Originally Posted by Drumroll
It isn't fat promoting satiety. It is protein. Consider three plates: one with chicken breast, one with sausage, one with bacon. Over the course of three different meals, you consume as much as you want of just one of these plates. You will, in probably every case, eat more sausage and bacon than you will chicken breast. Those foods are both far more fattening because it is the protein content making you full, while the higher fat-to-protein content of the bacon and sausage promotes more overeating. This is another reason why nuts and cheeses are so simple to overeat: high fat to protein and water ratio.
"Sugar is sugar" is a glaring oversimplification. That is like saying "fat is fat," which we know is untrue. Fat is more fattening than sugar. Fat is directly stored as body fat. Sugar is not. It must be converted into fat through a comparatively inefficient process (gluconeogenesis), and this will only be done if glycogen stores are maxed out, which isn't often. It is almost always dietary fat being stored as body fat - when you overeat cake, carbohydrate is given preference and burnt as fuel while the dietary fat is stored. Fruit and starch is not only less likely to be stored as body fat than dietary fat, but it is also more beneficial to thyroid function and raises the rate of oxidation of the mitochondria. Fat often slows mitochondrial oxidation and thyroid function because most modern fats are higher in unsaturates than saturates.
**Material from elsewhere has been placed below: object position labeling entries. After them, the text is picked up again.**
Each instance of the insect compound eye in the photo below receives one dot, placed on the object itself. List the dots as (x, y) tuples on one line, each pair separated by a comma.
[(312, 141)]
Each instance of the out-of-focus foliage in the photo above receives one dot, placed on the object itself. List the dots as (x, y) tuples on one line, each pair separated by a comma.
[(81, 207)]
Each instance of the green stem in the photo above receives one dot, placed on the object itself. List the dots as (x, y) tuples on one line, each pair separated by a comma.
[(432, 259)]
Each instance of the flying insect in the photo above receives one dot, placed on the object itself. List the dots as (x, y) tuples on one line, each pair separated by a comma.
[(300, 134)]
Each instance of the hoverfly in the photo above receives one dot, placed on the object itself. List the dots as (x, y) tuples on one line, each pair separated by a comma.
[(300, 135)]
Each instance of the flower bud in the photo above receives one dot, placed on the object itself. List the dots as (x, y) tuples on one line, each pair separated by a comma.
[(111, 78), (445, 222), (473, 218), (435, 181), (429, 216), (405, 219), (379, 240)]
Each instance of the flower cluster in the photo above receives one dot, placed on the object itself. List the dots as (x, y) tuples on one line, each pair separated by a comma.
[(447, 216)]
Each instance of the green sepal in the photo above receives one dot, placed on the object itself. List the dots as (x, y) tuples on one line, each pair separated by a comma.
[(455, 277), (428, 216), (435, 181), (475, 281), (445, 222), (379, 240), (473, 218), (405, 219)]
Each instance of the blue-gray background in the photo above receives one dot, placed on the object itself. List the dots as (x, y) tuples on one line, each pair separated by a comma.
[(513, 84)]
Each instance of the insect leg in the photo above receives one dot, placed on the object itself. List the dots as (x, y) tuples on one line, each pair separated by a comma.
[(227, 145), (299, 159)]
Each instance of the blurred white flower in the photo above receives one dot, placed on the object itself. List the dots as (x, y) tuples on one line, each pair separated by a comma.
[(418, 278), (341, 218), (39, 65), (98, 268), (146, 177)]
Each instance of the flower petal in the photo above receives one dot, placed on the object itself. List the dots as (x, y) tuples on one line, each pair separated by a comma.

I suppose if you get your fat solely from pastured beef and lamb, grassfed dairy and coconut you'd be in the clear, but most of us are eating pork, fish, poultry, nuts, olives and acovados as well, which counterbalances the equation and often swings it in the other direction. If the food is grain fed, it only intensifies this balance.
I believe nuts, olives, avocados and fatty meats are more fattening than fruit assuming a diet of equal high quality protein.
For optimal metabolic rate, I'd prefer a diet of lean ruminant meats, raw fruits, well cooked roots and tubers, make my cooking fats solely coconut oil and pastured ghee/butter, lots of iodized salt and supplementation with a thyroid supplement made of a glandular complex (dessicated thyroid and adrenal glands) and a kelp supplement. If you can take high vitamin butter oil and niacinamide you'd really be on the right track.
Don't put your trust in anyone on this forum, including me. You are the key to your own success.